Re: @rel syntax in RDFa (relevant to ISSUE-60 discussion), was: Using XMLNS in link/@rel

Mark,

CC indeed recommends using RDFa, as we describe in detail here:

http://www.w3.org/Submission/2008/SUBM-ccREL-20080501/

which we published once RDFa was REC.

I'll focus on your point #3, since you say it is the most important and
I believe Steven has answered the others.

> 3) CC's adoption of *proposed* XHTML conventions from RDFa into HTML4
> via CURIEs further muddies the waters; xmlns has no meaning whatsoever
> in HTML4, so they're promoting bad practice there by circumventing the
> specified Profile mechanism. I find this aspect of this the most
> concerning, and it needs clarification (more colourful words come to
> mind, but I'll leave it there for now). 

Creative Commons specifically held off on encouraging ccREL widely until
RDFa was a REC for XHTML.

Of course, Creative Commons has made no secret of the fact that we're
working to include RDFa in HTML. RDFa is part of HTML5's charter in part
because Creative Commons, among others, asked. In addition, we strongly
support the RDFa task force's current work on using @prefix rather than
@xmlns to declare CURIE prefixes, in order to remove technical
complications from parsing @xmlns:* in HTML.

Now, let's be clear that the RDFa task force, on the other hand, has not
advocated putting RDFa in HTML right now, although it has done
everything in its power to make that transition as easy as possible from
a technical standpoint. The RDFa task force also worked to ensure that,
even as link-types evolve, RDFa would do its best not to conflict. In
particular, we parse RDFa as link-type or prefixed-CURIE, so rel="foo"
will mean nothing until a Link Type is added for "foo" (or a profile
gives it meaning.)

All that said, is Creative Commons jumping the gun a bit?

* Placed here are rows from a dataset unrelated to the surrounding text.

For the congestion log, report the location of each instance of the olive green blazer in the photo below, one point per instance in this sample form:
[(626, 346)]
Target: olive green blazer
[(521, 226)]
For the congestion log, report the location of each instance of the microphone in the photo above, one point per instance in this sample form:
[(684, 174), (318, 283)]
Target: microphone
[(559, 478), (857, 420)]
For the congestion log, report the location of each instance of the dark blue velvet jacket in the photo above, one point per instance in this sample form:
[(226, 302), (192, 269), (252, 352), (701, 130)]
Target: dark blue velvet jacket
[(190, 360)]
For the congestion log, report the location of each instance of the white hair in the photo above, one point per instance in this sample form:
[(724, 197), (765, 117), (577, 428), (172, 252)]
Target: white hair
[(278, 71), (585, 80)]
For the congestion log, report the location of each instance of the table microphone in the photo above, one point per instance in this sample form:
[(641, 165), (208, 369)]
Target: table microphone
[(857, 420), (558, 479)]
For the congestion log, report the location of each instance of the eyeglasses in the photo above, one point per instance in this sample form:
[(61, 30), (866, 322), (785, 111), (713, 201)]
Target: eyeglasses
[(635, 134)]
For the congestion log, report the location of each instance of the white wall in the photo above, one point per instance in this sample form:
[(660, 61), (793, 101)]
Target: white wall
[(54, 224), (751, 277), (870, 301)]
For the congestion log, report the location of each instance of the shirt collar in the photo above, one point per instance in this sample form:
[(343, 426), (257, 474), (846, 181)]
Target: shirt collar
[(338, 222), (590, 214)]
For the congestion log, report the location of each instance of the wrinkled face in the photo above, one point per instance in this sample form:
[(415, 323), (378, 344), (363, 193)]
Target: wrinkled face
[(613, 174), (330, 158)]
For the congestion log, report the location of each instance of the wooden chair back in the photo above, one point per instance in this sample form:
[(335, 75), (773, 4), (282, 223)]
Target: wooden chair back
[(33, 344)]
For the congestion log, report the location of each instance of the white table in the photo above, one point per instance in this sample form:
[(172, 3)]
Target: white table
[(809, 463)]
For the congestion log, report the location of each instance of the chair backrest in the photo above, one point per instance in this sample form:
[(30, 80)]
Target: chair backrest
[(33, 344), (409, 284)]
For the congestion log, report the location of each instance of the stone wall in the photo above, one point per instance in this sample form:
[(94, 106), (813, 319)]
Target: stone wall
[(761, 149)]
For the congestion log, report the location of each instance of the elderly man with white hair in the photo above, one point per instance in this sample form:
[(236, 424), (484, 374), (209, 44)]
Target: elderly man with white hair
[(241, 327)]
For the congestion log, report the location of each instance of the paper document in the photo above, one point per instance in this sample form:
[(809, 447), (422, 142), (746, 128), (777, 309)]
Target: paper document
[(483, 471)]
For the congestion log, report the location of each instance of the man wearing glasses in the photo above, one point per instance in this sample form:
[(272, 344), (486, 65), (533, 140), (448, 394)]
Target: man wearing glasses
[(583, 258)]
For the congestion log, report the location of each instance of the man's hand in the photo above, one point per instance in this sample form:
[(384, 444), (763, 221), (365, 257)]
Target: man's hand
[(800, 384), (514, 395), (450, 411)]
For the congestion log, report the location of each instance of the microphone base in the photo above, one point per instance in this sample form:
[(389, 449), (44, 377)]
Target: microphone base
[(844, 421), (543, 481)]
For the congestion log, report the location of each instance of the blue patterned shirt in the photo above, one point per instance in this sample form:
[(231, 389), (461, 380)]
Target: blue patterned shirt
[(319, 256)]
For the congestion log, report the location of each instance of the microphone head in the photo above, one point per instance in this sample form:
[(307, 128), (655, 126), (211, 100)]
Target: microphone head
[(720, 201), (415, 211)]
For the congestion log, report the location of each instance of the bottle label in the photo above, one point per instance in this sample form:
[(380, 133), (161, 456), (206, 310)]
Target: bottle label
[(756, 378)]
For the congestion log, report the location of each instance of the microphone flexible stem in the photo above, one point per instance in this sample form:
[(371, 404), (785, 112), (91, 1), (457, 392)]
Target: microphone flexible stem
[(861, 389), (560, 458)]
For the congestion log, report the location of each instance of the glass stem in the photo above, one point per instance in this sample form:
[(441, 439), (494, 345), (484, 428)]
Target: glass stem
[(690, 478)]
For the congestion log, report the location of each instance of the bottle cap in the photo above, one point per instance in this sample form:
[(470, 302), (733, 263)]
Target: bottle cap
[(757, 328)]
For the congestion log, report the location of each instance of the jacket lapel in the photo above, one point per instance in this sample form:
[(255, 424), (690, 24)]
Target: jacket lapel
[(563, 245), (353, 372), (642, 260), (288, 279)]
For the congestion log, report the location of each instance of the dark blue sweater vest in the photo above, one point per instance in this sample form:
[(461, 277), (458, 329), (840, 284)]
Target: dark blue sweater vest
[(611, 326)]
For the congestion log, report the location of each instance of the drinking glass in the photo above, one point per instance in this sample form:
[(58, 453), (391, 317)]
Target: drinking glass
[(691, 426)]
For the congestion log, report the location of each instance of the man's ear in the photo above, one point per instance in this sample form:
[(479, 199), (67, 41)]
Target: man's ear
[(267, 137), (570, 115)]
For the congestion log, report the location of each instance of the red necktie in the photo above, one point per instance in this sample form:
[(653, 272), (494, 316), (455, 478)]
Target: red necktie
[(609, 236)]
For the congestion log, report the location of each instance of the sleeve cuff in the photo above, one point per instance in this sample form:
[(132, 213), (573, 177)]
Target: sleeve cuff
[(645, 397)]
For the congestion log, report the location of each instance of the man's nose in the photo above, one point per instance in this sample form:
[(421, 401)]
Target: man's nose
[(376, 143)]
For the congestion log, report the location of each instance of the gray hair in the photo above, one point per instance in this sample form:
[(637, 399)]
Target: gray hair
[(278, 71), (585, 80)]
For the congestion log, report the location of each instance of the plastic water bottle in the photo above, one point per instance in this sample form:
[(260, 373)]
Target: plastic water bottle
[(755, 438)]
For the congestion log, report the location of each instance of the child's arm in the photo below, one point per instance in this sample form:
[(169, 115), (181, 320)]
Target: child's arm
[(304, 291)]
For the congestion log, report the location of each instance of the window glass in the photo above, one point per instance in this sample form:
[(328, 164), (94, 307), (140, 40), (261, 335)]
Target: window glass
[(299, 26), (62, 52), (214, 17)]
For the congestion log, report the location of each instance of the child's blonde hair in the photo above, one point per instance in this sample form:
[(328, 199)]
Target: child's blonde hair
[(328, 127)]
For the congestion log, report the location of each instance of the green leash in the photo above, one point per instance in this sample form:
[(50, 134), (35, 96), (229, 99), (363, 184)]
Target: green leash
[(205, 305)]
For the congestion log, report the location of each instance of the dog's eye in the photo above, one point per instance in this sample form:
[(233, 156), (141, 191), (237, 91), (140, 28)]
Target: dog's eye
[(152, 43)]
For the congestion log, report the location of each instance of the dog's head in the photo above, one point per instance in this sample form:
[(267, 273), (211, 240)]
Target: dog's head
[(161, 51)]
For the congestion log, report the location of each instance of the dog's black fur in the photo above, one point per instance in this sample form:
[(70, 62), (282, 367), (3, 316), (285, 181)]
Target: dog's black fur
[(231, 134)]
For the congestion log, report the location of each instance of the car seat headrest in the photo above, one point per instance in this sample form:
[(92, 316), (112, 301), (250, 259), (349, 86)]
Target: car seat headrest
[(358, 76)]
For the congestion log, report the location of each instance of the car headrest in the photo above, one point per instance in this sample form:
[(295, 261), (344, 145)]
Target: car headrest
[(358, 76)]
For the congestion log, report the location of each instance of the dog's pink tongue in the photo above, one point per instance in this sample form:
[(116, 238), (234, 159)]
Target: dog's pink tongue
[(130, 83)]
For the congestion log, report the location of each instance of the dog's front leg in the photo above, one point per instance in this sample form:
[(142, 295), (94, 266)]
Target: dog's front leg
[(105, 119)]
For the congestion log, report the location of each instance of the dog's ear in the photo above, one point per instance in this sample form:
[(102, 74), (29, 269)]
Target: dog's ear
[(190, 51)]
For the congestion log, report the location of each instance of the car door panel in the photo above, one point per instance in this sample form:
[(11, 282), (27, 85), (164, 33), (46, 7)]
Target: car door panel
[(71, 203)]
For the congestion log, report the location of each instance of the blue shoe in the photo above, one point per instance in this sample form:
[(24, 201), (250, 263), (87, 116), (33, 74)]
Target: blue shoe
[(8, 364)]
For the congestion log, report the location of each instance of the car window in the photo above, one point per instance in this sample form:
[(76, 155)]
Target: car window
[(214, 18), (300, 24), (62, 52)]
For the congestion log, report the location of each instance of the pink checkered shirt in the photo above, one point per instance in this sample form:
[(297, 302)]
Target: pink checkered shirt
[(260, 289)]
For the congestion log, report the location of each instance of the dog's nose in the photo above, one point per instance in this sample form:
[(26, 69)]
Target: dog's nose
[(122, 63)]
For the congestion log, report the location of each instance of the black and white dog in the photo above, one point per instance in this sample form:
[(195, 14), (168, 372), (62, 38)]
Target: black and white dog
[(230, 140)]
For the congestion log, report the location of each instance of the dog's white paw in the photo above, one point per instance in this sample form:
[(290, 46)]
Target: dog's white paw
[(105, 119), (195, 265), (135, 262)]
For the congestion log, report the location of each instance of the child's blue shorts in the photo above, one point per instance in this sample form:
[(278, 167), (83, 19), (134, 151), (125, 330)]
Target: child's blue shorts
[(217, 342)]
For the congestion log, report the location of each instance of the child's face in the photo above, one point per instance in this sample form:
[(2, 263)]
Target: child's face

Yes, we are. We've been working since 2001 with various parties at and
outside of W3C to find scalable ways of embedding simple metadata in
HTML, and colorful words of our own come to mind to describe the
obstructionism we've encountered along the way :)

So while 90% of our work has been entirely in the context of standards
groups, 10% has stepped out in front of the standard as unobtrusively as
possible. Yahoo parses RDFa, in XHTML and in HTML, and it's been working
extremely well (they happily ignore non-prefixed CURIEs in @rel values).

I think the only section in [1] that potentially conflicts is 4.2, which
is quite short:

   4.2.  Extension Relation Types

   Applications that don't merit a registered relation type may use an
   extension relation type.  An extension relation type is a URI
   [RFC3986] that, when dereferenced, SHOULD yield a document describing
   that relation type.

   Extension relation types MUST be compared in a case-sensitive
   fashion, character-by-character.

Would you consider tweaking this section to indicate that certain
syntaxes, e.g. XHTML+RDFa, may further process the raw attribute value
to yield a URI? I certainly agree that, semantically, @rel should be a URI.